In this course, we use a "bag-of-words" approach, beucause using simple methods to explore the data is very important before applying any complex model. Here, we learn how to account for an issue that often comes up when using a bag-of-words approach when studying textual data. The concept of collocation, or pairs of words that tend to appear together more often than by chance. It is an important concept in linguistics.
In the case of collocations, words should be considered together to retain their original meaning (e.g. machine learning is not simply machine and learning. The same applies to computer science, social media, computational social science ).
How do we find out if a pair of words $w_1, w_2$ appears in a corpus more often than one would expect by chance? We study the corresponding contingency table. Given a corpus, and two words $w_1$ and $w_2$, a contingency table is a matrix with the following elements:
$$C_{w_1,w_2}= \begin{bmatrix} n_{ii} & n_{oi} \\ n_{io} & n_{oo} \end{bmatrix}$$$n_{ii}$: the number of times the bigram ($w_1$, $w_2$) appear in the corpus
$n_{io}$: the number of bigrams ($w_1$, * ), where the first element is $w_1$ and the second element is not $w_2$
$n_{oi}$: the number of bigrams ( * , $w_2$ ), where the first element is not $w_1$ and the second element is $w_2$
$n_{oo}$: the number of bigrams ( * , * ) where the first element is not $w_1$ and the second is not $w_2$.
Then, we can compare the observed number of occurrences of the bigram, $n_{ii}$, with the number of occurrences we would expect simply by random chance. The value we would expect by chance is equal to the product between three terms: the total number of bigrams, $N$; the probability that a bigram starts with $w_1$, which is equal to $(n_{ii} + n_{io})/N$; the probability that a bigram ends with $w_2$, which is equal to $(n_{ii} + n_{oi})/N$.
To check if the number of times our bigram appears, $n_{ii}$, is close to the value we expect by chance, we can run a Chi Square test.
Note: contigency tables can be used in any statistical problem where one wants to study multivariate frequency distributions (not just in the case of textual data).

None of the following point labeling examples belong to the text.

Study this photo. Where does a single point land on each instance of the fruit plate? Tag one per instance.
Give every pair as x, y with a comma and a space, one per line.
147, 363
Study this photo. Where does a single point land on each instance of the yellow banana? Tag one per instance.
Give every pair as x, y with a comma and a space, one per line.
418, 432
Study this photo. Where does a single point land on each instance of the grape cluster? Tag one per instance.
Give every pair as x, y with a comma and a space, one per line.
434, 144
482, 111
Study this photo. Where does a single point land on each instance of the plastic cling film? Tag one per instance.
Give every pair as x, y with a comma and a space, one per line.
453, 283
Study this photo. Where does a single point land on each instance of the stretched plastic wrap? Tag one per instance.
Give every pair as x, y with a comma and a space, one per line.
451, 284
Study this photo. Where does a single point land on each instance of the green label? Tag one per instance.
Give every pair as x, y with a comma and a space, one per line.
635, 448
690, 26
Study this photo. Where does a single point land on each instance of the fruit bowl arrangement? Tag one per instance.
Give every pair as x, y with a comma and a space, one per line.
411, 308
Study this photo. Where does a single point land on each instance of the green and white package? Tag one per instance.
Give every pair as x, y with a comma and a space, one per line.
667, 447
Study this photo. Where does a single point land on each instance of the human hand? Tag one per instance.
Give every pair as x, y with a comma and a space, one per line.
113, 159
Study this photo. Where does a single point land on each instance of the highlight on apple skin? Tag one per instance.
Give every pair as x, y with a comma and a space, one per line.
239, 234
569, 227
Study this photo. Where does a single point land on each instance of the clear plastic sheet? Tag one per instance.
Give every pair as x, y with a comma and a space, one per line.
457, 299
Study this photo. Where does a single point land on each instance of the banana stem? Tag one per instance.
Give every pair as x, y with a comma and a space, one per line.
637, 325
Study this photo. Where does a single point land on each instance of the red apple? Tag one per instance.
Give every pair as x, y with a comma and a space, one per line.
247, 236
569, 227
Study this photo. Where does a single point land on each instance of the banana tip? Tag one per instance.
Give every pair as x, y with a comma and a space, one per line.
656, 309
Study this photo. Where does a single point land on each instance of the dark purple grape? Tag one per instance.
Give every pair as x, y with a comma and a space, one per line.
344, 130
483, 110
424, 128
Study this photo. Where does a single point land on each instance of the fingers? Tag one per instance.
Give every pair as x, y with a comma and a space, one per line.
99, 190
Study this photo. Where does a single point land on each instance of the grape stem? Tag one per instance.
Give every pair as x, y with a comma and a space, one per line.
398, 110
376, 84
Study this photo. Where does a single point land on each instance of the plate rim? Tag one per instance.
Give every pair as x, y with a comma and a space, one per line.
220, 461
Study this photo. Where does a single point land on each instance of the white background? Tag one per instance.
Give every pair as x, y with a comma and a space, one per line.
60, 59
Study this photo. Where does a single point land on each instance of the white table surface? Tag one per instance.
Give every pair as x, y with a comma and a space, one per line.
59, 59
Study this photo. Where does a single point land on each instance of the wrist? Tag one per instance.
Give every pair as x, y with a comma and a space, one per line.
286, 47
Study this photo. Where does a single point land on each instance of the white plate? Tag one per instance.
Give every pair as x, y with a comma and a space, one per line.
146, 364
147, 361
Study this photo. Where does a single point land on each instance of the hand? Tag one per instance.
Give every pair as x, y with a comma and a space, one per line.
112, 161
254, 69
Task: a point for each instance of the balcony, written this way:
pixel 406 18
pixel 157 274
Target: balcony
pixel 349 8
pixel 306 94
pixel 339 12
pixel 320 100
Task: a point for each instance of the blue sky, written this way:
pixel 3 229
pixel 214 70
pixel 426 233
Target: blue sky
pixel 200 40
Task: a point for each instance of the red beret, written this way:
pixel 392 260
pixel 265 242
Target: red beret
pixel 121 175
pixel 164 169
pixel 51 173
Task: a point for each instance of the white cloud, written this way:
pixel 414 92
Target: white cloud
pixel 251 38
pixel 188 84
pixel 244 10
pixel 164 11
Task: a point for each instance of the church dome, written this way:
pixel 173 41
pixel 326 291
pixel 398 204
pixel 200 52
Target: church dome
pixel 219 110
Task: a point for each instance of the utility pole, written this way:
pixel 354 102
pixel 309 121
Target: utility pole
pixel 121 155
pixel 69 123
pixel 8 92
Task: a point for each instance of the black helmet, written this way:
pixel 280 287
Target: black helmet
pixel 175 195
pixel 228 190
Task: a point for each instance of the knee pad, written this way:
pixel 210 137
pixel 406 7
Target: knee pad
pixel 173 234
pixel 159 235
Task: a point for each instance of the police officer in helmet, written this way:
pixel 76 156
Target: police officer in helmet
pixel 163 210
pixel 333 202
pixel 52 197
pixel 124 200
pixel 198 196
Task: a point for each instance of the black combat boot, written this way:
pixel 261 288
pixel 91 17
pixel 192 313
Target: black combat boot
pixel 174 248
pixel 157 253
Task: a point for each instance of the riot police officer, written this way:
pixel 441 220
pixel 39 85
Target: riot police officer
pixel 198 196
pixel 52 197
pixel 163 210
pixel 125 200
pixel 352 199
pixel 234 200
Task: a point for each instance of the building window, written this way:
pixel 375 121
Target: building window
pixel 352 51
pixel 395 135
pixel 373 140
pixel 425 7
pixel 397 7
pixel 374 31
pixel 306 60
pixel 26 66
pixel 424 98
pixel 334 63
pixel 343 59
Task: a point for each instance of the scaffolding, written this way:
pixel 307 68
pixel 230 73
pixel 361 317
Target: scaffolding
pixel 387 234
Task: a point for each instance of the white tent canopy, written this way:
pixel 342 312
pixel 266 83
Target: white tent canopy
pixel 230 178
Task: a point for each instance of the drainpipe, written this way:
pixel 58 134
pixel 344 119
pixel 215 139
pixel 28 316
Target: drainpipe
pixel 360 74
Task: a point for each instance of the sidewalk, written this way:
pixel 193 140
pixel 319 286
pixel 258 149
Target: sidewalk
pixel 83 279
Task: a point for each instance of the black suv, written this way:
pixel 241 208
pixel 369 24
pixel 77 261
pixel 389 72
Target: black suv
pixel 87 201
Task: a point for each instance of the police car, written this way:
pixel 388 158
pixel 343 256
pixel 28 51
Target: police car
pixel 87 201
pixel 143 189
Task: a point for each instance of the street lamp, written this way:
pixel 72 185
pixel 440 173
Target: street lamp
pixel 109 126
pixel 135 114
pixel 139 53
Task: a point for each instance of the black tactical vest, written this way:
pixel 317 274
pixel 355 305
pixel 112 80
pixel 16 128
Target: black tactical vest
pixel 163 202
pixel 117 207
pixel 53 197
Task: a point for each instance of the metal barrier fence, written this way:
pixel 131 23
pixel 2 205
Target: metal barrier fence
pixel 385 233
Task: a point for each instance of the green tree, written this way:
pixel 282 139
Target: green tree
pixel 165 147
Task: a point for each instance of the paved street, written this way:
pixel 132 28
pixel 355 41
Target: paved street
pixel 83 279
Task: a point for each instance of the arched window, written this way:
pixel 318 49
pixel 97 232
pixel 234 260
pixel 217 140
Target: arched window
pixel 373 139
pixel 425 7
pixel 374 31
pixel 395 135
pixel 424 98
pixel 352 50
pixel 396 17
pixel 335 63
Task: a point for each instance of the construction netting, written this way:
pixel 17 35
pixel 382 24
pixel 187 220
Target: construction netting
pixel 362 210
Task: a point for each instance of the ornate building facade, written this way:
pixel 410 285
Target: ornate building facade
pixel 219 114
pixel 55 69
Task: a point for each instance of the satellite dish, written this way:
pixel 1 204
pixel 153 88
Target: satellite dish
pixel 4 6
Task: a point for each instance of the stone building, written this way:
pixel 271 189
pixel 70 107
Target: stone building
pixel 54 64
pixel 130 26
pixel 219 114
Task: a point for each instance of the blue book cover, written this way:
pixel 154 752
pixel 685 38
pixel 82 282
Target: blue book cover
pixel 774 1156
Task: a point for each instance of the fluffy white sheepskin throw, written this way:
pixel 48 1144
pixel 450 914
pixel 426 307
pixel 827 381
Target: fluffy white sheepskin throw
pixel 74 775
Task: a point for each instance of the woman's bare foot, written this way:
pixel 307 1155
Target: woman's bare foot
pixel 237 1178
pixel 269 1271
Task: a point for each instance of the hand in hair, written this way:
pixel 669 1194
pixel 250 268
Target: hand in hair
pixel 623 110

Exercise 2: Bigrams and contingency tables.
- Find the list of bigrams in each of the abstracts. If you don't remember how to do it, go back to Chapter 1 of your book. Store all the bigrams in a single list.
- For each unique bigram in your list:
- compute the corresponding contingency table (see the theory just above)
- compute the p-value associated to the Chi-squared test
- What is the sum of all the elements of a contingency table?
- Find the list of bigrams with p-value smaller than 0.001.
- How many bigrams have you found? Print out 10 of them. What do you observe? Which bigrams does this list include?
- (Optional) Recompute the tokens column in your dataframe. This time, do not split pairs of words that constitute a collocation (they should be part of the same token). Hint: You can use the MWETokenizer.
- Save your filtered abstract dataframe with the new tokens column. You can also delete your old abstract dataframe, that included all papers.